Verse eight then literally translates to say in English, “near who makes me righteous , who will contend with me let us stand together ; who my lord my judgment ? let him approach me .” In this, the Hebrew word “qā·rō·wḇ” (“qarob”) begins this verse, while “yig·gaš” (“nagash”) ends it, with both words capable of translating as “near.” The first usage is a statement of Yahweh being one with one’s soul [an adonay Yahweh], so the Spirit is what keep Him “near.” When the second use arises, this is for those who are external, therefore close enough to confront, such that those “come near” or “approach,” while not being within one’s body and soul.
The internal question, which basically asks, “Who is my lord and who casts judgment on me?” is a statement that Isaiah was one of Yahweh’s “lords,” His adonay. When that is seen from those repeated words, one can know this question says Isaiah will only be led by the One God he allows to lead him, no matter who owns his flesh and forces that flesh into service. It is the soul of Isaiah who decides who will truly be his “lord.”
In that, the “nearness” of Yahweh in Isaiah’s soul was how he could be made to be “righteous.” In captivity, when one’s failure to serve Yahweh was why many Jews felt faint, the pretense of family lineage, as birthrights no longer served captive slaves, there was no reason to contend with one another, as if one’s past rank meant anything anymore. As those who had professed service to Yahweh [whether true or not], then was the time to “stand together.” As Jews, all should be making the decision who would be his or her true “lord,” as all should marry their souls to Yahweh and become His adonay. Therefore, “let him approach me” should be the willingness to marry Yahweh and let His Spirit come near, which will mean nobody else could ever bring harm to that soul. So, bring em on!

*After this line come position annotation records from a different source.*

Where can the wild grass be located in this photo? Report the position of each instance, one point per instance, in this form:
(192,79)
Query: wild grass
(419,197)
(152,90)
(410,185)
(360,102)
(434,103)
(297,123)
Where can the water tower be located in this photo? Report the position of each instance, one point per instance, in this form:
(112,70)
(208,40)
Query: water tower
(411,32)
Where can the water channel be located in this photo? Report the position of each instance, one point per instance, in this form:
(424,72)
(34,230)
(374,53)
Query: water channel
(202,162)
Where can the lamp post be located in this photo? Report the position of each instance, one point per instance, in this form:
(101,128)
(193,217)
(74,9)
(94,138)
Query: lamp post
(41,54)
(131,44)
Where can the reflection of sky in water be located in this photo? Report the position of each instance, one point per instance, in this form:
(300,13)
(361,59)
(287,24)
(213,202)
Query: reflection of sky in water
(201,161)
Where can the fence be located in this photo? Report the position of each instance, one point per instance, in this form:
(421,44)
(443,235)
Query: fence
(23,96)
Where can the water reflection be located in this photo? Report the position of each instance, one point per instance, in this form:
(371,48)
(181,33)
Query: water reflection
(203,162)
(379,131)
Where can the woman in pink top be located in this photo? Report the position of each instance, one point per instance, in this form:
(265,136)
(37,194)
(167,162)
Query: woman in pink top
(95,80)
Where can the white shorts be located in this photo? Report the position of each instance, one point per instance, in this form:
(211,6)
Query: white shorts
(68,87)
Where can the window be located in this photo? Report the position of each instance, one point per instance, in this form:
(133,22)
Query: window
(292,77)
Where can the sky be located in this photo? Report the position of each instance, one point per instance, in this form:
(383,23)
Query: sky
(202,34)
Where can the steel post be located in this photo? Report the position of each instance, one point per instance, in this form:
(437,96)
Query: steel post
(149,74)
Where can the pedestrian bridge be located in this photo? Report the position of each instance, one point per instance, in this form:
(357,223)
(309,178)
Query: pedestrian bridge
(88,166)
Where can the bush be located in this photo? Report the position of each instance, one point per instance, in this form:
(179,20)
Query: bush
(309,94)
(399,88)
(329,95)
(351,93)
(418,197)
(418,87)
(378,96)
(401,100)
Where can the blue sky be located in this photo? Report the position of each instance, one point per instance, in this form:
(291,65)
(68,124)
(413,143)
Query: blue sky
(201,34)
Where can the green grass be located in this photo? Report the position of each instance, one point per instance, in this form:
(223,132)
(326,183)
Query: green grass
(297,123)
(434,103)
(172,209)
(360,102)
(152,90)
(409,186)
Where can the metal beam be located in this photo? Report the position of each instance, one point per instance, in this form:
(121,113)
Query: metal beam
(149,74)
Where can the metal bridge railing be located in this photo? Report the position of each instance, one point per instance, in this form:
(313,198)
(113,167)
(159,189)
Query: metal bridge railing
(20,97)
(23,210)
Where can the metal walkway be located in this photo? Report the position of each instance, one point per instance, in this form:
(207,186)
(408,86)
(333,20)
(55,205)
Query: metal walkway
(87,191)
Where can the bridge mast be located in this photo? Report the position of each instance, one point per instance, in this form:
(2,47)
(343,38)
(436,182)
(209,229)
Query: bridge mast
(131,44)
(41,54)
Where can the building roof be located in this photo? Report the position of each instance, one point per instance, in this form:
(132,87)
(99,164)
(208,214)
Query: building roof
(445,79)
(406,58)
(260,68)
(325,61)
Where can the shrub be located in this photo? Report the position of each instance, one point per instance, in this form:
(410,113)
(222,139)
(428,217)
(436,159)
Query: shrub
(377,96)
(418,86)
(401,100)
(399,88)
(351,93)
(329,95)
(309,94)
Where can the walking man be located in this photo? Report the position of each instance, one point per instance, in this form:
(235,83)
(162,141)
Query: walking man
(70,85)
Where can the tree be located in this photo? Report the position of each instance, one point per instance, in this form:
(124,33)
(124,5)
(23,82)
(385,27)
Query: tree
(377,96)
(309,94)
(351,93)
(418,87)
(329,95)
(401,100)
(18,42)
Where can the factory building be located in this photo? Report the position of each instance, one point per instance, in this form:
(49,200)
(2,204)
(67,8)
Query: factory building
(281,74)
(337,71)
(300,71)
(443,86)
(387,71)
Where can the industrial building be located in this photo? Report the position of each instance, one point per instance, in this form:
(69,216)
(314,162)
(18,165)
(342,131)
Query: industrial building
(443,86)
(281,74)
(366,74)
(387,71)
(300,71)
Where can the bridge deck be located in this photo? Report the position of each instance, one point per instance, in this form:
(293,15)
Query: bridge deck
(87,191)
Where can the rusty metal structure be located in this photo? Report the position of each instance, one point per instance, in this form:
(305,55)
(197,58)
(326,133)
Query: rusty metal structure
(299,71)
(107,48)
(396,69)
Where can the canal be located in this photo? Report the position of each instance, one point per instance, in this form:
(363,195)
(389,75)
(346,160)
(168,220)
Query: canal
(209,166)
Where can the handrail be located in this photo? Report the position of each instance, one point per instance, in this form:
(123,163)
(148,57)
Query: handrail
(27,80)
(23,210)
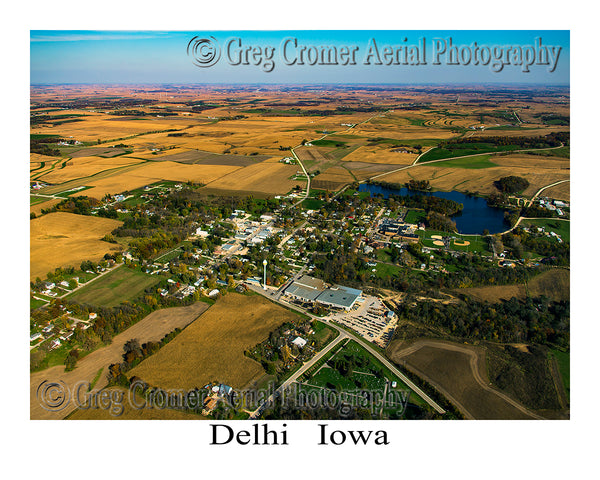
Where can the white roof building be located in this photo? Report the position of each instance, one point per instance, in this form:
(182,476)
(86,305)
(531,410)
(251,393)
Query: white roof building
(299,342)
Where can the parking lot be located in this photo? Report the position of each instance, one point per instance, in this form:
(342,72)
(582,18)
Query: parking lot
(370,318)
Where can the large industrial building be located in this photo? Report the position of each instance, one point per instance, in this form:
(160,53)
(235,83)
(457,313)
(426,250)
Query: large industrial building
(313,290)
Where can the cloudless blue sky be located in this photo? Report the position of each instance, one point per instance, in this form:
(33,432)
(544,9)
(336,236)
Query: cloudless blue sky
(161,57)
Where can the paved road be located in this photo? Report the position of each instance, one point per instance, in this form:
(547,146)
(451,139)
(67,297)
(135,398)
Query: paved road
(346,334)
(473,362)
(297,374)
(108,270)
(415,164)
(529,204)
(307,178)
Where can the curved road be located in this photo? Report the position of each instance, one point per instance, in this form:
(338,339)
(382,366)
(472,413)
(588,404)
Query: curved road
(343,334)
(473,361)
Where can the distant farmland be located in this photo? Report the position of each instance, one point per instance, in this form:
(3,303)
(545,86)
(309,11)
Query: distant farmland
(212,348)
(120,285)
(63,239)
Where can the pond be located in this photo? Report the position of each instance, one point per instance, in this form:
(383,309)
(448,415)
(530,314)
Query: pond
(474,218)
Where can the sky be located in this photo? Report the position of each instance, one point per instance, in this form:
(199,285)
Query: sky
(68,56)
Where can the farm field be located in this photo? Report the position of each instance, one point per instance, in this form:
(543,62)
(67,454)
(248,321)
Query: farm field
(476,179)
(62,239)
(212,348)
(332,178)
(554,284)
(151,328)
(129,412)
(560,227)
(459,372)
(43,205)
(120,285)
(266,177)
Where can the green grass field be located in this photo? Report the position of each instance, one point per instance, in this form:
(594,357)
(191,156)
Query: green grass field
(34,303)
(477,243)
(120,285)
(312,204)
(415,216)
(560,227)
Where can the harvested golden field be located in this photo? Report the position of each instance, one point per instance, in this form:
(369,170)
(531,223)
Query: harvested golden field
(107,127)
(151,328)
(380,155)
(212,348)
(554,284)
(541,131)
(401,132)
(266,177)
(84,167)
(494,293)
(126,409)
(37,208)
(61,239)
(332,178)
(459,373)
(477,179)
(155,172)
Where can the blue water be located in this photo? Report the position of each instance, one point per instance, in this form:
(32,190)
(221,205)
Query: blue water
(474,218)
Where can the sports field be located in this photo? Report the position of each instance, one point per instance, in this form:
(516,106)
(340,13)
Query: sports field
(119,285)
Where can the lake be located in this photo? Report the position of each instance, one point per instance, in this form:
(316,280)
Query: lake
(474,218)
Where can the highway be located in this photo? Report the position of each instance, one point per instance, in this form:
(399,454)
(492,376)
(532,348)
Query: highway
(343,334)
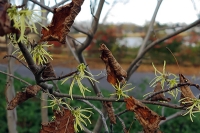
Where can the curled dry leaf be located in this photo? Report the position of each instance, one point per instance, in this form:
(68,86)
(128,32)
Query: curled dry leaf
(110,111)
(63,18)
(48,71)
(5,23)
(114,70)
(159,97)
(63,123)
(185,91)
(20,97)
(147,118)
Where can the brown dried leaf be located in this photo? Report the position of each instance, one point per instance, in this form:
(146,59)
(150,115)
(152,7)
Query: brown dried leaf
(63,123)
(185,91)
(110,111)
(48,71)
(159,97)
(20,97)
(147,118)
(114,70)
(5,23)
(63,19)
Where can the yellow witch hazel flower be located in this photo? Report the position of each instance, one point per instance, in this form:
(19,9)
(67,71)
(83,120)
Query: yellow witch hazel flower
(40,55)
(80,118)
(119,90)
(23,19)
(165,77)
(194,108)
(55,103)
(77,77)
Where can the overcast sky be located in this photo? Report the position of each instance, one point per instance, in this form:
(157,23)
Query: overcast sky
(140,11)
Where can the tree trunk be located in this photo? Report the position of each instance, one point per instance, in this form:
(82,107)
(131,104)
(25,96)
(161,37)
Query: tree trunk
(44,111)
(10,93)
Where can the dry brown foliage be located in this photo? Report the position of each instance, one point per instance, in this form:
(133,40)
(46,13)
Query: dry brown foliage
(63,19)
(186,92)
(159,97)
(5,23)
(110,111)
(114,70)
(48,71)
(147,118)
(63,123)
(20,97)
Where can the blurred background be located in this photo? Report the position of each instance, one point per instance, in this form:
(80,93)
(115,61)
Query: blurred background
(122,27)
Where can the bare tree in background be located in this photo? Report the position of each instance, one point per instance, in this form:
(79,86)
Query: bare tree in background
(132,104)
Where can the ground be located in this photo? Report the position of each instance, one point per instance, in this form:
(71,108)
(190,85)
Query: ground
(70,62)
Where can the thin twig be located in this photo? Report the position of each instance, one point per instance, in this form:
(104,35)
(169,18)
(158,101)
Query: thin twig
(122,112)
(59,78)
(123,124)
(95,98)
(58,4)
(6,56)
(169,89)
(177,114)
(134,65)
(15,77)
(102,116)
(42,5)
(150,29)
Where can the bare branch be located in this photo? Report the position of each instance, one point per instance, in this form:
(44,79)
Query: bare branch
(12,56)
(58,78)
(95,98)
(134,65)
(21,80)
(60,3)
(80,29)
(102,115)
(150,28)
(177,114)
(169,89)
(93,28)
(42,5)
(123,124)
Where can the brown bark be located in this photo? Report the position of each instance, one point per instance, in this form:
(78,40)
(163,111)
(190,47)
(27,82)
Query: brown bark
(10,94)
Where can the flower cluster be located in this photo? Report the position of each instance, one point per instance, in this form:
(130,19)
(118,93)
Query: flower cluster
(169,78)
(77,77)
(120,92)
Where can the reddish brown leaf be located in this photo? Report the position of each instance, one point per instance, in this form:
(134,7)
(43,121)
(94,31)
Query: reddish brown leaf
(159,97)
(185,91)
(48,71)
(63,123)
(110,111)
(114,70)
(147,118)
(63,19)
(20,97)
(5,23)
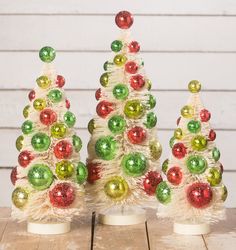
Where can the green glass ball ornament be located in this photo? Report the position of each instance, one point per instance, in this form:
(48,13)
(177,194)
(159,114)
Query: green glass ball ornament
(134,164)
(43,82)
(199,143)
(120,60)
(77,143)
(194,126)
(64,169)
(116,46)
(105,147)
(163,193)
(214,176)
(58,130)
(196,164)
(194,86)
(55,95)
(47,54)
(187,111)
(19,197)
(216,154)
(40,176)
(69,119)
(19,142)
(120,91)
(134,109)
(27,127)
(26,111)
(81,173)
(151,120)
(117,124)
(40,142)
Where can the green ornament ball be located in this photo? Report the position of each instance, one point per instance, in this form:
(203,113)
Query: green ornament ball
(117,124)
(120,91)
(134,164)
(40,142)
(163,193)
(69,119)
(47,54)
(40,176)
(105,147)
(196,164)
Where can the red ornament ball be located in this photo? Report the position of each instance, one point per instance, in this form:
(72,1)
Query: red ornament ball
(151,181)
(205,115)
(14,176)
(48,117)
(131,67)
(174,175)
(62,195)
(98,94)
(137,135)
(93,172)
(199,195)
(60,81)
(124,19)
(212,135)
(134,47)
(24,158)
(179,150)
(31,95)
(63,150)
(104,108)
(137,82)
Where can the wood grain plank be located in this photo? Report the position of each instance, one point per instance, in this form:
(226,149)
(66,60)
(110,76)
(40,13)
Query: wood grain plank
(225,7)
(188,33)
(166,70)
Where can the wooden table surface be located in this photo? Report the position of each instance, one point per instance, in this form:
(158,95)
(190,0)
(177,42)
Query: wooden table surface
(13,236)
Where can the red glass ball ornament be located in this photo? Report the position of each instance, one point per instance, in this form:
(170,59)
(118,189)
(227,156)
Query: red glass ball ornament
(98,94)
(14,176)
(63,150)
(179,150)
(62,195)
(137,82)
(151,181)
(174,175)
(137,135)
(124,19)
(48,117)
(199,195)
(60,81)
(104,108)
(31,95)
(134,47)
(205,115)
(212,135)
(67,104)
(93,172)
(131,67)
(24,158)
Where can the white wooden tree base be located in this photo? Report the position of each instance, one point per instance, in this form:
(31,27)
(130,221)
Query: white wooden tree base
(122,217)
(48,228)
(191,229)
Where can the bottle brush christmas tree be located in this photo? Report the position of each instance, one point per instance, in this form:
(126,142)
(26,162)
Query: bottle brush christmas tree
(193,194)
(49,178)
(123,150)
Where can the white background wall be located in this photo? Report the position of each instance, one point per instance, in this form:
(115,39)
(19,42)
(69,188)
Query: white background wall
(180,41)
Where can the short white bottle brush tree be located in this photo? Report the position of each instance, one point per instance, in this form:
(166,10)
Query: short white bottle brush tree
(49,178)
(193,194)
(124,152)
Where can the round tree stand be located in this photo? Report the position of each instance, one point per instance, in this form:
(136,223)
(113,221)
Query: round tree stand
(191,228)
(122,216)
(48,228)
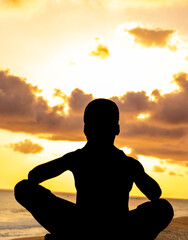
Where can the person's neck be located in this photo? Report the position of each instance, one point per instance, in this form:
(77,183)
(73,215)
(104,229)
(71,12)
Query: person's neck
(98,146)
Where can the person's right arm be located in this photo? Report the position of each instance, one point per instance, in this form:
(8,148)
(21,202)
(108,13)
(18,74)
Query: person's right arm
(50,169)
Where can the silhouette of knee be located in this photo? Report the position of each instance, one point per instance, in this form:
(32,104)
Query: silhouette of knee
(21,191)
(165,210)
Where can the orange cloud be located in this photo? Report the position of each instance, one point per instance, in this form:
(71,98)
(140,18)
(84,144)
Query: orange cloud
(101,51)
(26,147)
(163,134)
(158,169)
(152,37)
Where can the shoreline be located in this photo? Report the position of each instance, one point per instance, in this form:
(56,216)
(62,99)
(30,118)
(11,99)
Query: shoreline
(178,229)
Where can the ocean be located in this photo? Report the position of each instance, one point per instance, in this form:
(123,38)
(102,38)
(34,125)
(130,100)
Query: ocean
(16,222)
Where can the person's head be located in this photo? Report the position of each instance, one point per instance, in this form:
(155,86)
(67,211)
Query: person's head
(101,119)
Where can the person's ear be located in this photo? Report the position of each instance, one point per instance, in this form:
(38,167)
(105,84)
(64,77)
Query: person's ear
(117,130)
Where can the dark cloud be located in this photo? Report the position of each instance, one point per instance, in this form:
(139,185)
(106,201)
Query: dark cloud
(152,37)
(101,51)
(27,147)
(22,111)
(172,108)
(162,134)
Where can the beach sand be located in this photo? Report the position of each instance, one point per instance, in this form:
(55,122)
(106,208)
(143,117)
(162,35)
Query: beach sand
(177,230)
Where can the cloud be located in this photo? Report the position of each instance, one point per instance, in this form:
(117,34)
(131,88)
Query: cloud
(172,108)
(162,134)
(26,147)
(158,169)
(152,37)
(101,51)
(22,111)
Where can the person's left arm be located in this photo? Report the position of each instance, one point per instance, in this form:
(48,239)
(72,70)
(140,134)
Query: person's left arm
(147,185)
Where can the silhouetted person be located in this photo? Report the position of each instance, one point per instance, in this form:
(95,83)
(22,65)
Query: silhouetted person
(104,176)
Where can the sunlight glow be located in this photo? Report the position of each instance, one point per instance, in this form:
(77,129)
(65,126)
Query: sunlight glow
(143,116)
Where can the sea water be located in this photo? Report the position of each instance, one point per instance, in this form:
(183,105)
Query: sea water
(17,222)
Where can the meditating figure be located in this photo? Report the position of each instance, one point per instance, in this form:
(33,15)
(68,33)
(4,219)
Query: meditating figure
(104,177)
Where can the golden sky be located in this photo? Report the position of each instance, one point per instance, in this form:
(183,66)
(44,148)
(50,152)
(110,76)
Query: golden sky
(56,56)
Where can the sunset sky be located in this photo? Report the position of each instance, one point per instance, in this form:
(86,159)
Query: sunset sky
(57,55)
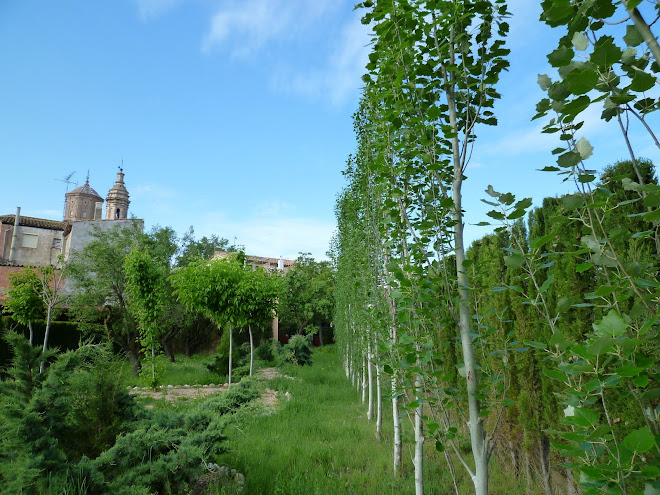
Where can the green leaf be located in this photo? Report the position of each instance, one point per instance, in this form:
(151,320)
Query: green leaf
(628,371)
(546,285)
(560,376)
(569,159)
(586,417)
(652,216)
(536,345)
(651,488)
(541,241)
(642,81)
(580,41)
(561,56)
(515,214)
(573,201)
(605,53)
(641,380)
(584,148)
(514,261)
(581,81)
(544,81)
(612,324)
(601,346)
(639,440)
(633,36)
(582,267)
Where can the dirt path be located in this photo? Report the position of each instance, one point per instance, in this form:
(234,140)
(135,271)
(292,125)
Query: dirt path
(174,393)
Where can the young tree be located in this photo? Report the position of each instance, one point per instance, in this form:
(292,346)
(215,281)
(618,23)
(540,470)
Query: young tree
(53,295)
(306,301)
(146,286)
(99,286)
(257,297)
(211,287)
(25,303)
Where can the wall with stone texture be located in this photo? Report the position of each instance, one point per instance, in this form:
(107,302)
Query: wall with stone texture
(82,232)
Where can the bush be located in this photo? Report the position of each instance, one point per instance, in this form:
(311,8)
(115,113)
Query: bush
(75,429)
(268,351)
(298,351)
(50,420)
(220,362)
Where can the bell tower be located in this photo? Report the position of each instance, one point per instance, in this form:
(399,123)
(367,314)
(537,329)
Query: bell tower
(117,200)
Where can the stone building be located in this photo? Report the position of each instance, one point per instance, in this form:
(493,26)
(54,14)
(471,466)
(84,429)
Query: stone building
(39,241)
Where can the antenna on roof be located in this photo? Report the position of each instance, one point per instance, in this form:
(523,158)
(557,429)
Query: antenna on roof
(68,181)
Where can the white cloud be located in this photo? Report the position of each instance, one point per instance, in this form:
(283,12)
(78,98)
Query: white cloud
(154,191)
(342,72)
(274,235)
(153,8)
(246,25)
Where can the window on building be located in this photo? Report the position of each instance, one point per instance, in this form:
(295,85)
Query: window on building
(29,240)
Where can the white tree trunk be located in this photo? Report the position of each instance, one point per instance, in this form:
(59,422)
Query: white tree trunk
(231,349)
(370,378)
(46,335)
(379,403)
(153,366)
(396,421)
(364,378)
(251,349)
(419,439)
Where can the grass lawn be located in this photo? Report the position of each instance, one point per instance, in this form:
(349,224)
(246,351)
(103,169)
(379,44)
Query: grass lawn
(320,442)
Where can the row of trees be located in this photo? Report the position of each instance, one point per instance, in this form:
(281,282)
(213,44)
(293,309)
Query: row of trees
(141,291)
(539,335)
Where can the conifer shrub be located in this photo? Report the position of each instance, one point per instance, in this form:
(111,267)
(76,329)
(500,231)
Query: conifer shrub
(220,362)
(298,351)
(75,429)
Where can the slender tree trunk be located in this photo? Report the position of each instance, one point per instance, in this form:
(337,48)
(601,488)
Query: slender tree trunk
(544,449)
(396,420)
(364,378)
(477,438)
(515,462)
(419,438)
(370,408)
(570,483)
(167,348)
(231,351)
(251,349)
(528,470)
(646,33)
(379,403)
(153,366)
(46,335)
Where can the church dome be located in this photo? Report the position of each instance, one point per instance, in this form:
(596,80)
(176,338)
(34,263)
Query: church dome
(117,201)
(85,189)
(82,204)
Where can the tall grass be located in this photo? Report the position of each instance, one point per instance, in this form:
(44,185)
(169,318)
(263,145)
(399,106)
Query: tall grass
(320,442)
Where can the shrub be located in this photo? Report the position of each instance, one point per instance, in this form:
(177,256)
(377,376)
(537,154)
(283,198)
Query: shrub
(298,351)
(220,362)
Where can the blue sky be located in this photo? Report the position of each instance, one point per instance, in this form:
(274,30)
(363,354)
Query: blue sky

In verse nine, the last verse of this reading, the whole verse translated literally into English as: “behold! adonay Yahweh will help me , who he will condemn me ; indeed they all like a garment will grow old , the moth will eat them up .” In this, the part “a” is that leading up to the semi-colon. One more time, Isaiah made it clear that the “help” that comes only comes to a soul. That is the surety that a soul “beholds.” The condemnation [from the Hebrew “yar·šî·‘ê·nî”] becomes anyone who leads one’s soul to “wickedness,” which is all external influences [living or dead]. This is then seen to be a statement of oppression, such that being a slave to an owner is nothing more than a fact of life on earth. Oppressors are like matter, as it is always in a state of change. Today’s new is tomorrow’s old. Nothing lasts forever [with “thing” the focus of truth]. A soul last forever; so, to avoid its condemnation, the only “lord” that matters is Yahweh. Therefore, a soul is called by Isaiah to become an “adonay Yahweh.”
As the Track 2 Old Testament reading selection for the sixteenth Sunday after Pentecost, when one’s own personal ministry to Yahweh should already be well underway, the lesson here is to do as Isaiah said and become an adonay Yahweh. That means letting Yahweh be one’s lord, by becoming married to His Spirit, as an elohim. One must become the extension of God’s hand on earth. One is called to be a true prophet, one who is sent into the world in ministry. It is not a job or vocation. It does not come with papers and titles. It is guaranteed no respect and no privilege. It only comes with the promise of eternal life; but to redeem that promissory note, one has to do the deeds of service. That is what an adonay Yahweh does, without question.